Fou, notre monde l'est devenu et folle notre musique l'est aussi, ballottée entre le miroir cassé et le miroir recollé.

Où aller depuis que nous avons tous réalisé que baye bakendeki na poto bakweya na désert. L'ailleurs n'est plus que chimère. L'Europe n'est que source de problèmes. C'est un vide fait de facture d'eau, de gaz, d'électricité, de problème de papier, etc. Plus personne n'a envie de connaître les problèmes de «Mukalenga».
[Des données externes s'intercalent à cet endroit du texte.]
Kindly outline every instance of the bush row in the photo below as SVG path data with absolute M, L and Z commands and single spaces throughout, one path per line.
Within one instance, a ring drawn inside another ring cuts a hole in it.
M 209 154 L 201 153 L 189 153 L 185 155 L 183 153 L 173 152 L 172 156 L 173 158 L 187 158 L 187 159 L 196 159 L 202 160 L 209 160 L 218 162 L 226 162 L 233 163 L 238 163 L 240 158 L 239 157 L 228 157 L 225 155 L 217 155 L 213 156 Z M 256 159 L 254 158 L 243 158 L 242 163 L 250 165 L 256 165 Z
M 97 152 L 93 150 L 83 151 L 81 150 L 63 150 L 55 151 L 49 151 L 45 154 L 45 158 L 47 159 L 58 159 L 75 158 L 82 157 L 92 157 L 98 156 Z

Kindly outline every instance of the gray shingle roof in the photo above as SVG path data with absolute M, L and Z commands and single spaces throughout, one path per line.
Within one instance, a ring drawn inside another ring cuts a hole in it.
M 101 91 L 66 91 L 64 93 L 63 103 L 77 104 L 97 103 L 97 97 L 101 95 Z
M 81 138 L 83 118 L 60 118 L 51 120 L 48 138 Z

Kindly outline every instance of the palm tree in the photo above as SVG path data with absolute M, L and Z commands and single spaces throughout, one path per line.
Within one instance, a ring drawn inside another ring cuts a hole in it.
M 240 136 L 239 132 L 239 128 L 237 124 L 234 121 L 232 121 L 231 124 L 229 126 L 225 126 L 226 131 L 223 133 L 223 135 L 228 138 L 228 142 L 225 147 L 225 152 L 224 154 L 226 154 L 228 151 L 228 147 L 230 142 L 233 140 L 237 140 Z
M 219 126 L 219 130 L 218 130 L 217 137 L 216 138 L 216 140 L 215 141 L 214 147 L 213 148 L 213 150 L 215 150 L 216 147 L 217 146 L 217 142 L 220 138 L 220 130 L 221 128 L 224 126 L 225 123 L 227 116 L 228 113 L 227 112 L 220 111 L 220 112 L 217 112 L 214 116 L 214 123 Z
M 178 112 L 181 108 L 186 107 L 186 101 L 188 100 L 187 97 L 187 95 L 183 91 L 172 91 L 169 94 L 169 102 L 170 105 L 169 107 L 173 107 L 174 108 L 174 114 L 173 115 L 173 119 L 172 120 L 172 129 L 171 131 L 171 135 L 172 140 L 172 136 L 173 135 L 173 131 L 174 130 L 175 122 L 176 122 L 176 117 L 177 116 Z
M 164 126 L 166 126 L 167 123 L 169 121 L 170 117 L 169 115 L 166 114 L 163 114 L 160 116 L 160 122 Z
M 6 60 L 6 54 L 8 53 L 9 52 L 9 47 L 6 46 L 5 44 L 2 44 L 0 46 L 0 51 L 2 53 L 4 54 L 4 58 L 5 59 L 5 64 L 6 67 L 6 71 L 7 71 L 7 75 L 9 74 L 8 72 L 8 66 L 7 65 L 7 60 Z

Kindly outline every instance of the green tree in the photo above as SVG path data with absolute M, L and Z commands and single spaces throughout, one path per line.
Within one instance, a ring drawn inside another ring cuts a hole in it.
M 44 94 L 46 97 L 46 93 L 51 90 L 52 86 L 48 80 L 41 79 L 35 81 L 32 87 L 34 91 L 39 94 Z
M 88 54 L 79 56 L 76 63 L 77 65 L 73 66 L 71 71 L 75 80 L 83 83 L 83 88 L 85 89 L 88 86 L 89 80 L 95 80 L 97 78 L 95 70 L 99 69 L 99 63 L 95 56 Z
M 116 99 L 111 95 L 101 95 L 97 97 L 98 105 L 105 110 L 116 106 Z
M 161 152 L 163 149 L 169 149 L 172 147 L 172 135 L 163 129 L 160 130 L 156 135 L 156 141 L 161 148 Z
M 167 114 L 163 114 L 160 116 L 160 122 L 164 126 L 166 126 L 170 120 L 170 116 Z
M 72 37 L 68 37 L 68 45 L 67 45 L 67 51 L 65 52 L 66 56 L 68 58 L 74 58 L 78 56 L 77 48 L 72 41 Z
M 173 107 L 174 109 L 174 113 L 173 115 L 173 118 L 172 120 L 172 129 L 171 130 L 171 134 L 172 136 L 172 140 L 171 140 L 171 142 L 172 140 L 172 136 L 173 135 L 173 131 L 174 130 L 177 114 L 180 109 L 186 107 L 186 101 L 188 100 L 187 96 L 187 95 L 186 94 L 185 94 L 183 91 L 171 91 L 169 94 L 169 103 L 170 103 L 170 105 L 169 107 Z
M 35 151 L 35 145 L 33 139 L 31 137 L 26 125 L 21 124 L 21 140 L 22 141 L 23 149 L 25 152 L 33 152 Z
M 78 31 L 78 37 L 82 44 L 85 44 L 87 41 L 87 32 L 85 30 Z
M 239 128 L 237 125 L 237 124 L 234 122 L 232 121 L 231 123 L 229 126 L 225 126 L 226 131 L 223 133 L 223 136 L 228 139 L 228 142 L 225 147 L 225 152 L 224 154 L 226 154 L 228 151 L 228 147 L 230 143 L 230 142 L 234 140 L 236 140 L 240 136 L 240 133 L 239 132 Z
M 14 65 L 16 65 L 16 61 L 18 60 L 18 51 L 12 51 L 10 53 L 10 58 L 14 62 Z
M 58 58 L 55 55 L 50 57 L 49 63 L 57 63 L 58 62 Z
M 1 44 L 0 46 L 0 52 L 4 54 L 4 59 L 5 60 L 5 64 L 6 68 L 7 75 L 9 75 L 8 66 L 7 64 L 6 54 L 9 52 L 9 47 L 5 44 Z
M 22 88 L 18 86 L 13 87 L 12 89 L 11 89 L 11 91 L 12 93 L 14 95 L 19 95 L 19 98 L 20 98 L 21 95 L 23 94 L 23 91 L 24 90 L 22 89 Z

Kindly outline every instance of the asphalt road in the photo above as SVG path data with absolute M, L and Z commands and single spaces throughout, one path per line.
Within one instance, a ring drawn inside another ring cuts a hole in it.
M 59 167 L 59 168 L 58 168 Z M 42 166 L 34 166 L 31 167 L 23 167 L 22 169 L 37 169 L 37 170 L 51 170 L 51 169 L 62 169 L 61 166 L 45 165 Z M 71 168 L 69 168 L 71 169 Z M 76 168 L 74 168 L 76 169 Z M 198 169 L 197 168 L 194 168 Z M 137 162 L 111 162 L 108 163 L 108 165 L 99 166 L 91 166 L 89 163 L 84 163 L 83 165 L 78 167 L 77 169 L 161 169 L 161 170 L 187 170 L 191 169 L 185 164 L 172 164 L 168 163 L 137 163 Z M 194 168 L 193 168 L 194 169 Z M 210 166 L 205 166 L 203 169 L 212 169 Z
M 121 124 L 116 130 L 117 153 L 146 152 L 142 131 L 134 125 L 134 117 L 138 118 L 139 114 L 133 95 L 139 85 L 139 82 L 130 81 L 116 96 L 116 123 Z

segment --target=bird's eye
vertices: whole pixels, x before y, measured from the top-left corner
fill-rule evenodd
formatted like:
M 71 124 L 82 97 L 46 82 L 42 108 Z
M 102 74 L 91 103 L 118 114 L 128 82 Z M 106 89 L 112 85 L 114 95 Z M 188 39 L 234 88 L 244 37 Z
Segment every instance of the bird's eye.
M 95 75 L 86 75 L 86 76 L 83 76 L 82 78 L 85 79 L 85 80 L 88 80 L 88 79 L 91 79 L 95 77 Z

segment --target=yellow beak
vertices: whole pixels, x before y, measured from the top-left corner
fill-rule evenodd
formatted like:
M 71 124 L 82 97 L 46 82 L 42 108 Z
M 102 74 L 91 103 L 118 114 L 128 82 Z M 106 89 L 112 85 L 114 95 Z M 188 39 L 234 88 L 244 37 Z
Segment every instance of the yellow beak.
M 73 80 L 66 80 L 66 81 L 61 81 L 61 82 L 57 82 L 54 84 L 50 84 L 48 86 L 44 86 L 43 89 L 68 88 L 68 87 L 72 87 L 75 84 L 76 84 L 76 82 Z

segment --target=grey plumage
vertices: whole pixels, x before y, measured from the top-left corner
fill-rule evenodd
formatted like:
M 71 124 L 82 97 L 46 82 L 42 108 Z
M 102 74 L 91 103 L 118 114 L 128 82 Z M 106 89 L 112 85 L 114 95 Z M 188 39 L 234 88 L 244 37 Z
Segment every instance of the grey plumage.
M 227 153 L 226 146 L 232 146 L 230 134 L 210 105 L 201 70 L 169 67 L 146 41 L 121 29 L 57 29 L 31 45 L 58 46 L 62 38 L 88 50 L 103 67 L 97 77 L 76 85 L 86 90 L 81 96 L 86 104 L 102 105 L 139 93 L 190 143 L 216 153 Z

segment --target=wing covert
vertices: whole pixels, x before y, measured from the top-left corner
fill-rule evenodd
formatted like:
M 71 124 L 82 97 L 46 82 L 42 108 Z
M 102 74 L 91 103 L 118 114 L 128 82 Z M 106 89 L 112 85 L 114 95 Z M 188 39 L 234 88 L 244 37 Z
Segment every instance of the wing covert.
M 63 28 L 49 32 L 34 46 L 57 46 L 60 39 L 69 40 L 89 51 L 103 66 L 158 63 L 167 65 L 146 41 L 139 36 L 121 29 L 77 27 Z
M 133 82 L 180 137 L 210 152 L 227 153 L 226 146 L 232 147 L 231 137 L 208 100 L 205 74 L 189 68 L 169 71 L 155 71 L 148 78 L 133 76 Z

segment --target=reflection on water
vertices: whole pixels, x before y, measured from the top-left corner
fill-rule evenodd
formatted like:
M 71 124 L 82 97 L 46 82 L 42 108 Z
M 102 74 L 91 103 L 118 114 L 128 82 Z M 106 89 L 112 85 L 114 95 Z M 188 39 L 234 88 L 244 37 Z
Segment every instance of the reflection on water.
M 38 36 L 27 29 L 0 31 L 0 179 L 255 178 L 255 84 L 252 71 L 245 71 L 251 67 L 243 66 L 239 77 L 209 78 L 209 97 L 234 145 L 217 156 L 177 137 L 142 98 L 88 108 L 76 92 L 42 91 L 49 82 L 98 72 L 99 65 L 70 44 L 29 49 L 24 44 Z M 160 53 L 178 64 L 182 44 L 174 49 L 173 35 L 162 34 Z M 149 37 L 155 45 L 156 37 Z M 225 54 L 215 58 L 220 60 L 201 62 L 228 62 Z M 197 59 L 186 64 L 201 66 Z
Où sont tous ceux sur lesquels nous faisons ce discours aujourd'hui ? Où sont les musiciens, les musiciennes, producteurs et productrices de cette musique dans la salle? Ils et elles sont absents et on se demande s'ils se sentent concernés par ce discours. Où sont les propriétaires des chaînes de télévision, producteurs attitrés de cette musique dont nous parlons aujourd'hui?

Fort de ce vide, je ne peux que me mettre debout et en rang avec tous les autres mélomanes pour chanter notre identité brisée à travers l'hymne du Congolais renouvelé : Aza mwana Congo ee Aza mwana Congo Ayaye monoee yayee Aza mwana Congo.